Previous questions and outline of needs
Several questions have been asked, especially for polytonic Greeek – especially ‘What are popular fonts for polytonic Greek?’ and ‘Greek font with legible diacritics’ – but neither of them cover my needs. I am quite a big fan of EB Garamond, which is my go-to font for any kind of academic writing, but in my online writing, I very often need numerous diacritics, such as combining dot below. Further a font-family with both a sans-serif and a regular type is desirable for this kind of writing (ɔ: online).
My main needs are:
- Full Latin extended support, upper and lower case, including æ, ø, å; ä, ö; þ, ð; double accent (ő); &c.
- Full polytonic Greek support, including macrons, breve symbols, iota subscript, both breath marks and all tone marks.
- Special characters, such as explanation symbol (‘that is’ symbol: ‘ɔ:’ (open o: U+254)); regular symbols like degrees, proper primes; and preferably also weight symbols for pound and ounce (℔ and ℥), but that would be a bonus.
Specimens and issues with these
EB Garamond is not a big fan of combining dot below, which I use for poetry (ictus).

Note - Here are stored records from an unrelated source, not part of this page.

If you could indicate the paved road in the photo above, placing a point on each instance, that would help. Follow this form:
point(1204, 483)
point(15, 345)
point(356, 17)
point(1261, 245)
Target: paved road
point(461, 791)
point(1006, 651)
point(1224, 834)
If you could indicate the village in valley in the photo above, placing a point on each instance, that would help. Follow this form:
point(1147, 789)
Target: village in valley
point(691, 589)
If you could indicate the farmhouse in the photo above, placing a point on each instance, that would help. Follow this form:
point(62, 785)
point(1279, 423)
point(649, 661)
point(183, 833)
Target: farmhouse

Another font which I find very pleasing, is the Alegreya family, especially since it has both regular and sans-serif types.
Here are some samples (the sample text below is ‘Æýūøĭọ ἄνυροπος’ [Sorry about that, folks; it is two in the morning, and it was supposed to say ἄνθρωπος – well, it still gets the job done, even though it’s gibberish.]):
Baskerville stands out as a no-go: Though it looks excellent on-screen, it has no support for Greek. The other ones all look fine. EB Garamond generally isn’t that great on-screen (it never was designed for it), though it does work if set larger; Liberata is quite fat, but does work on-screen; but both of these only come as seriffed, which make them rather undesirable for my needs. Alegreya and Source Pro are both good candidates, as they come in both seriffed and sans-serif styles; they both support Greek polytonic, though Source Sans Pro does not. However, these too both have lacking support diacritics. The option I have used thus far, is OpenSans, which is yielding this mess:
Notice the i with a macron floating on top of it; the u with a macron which is in a different font – the fallback font; and, in fact, this is true for every single example of a vowel (and I am assuming consonants as well) with an extra diacritic underneath: The vowel is changed to the fallback font, which can be seen when compared to vowels with no diacritic or only a macron.
Even in LibreOffice, with all the necessary OpenType features switched on, it doesn’t look desirable:
(Martial 1.2)
Notice how ī with combining dot below constantly gets messed up. With the serif specimen, it is at least somewhat acceptable, but with the sans-serif, it is simply not.
Main question
Which fonts are good options for full support of Latin extended with diacritics, as well as polytonic Greek? Open source fonts (free of charge, fully featured) are preferable. Optionally, if no such fonts exist, what are good fonts to pair, that is: a good font for the Latin plus diacritics and a good font for Greek to go with it?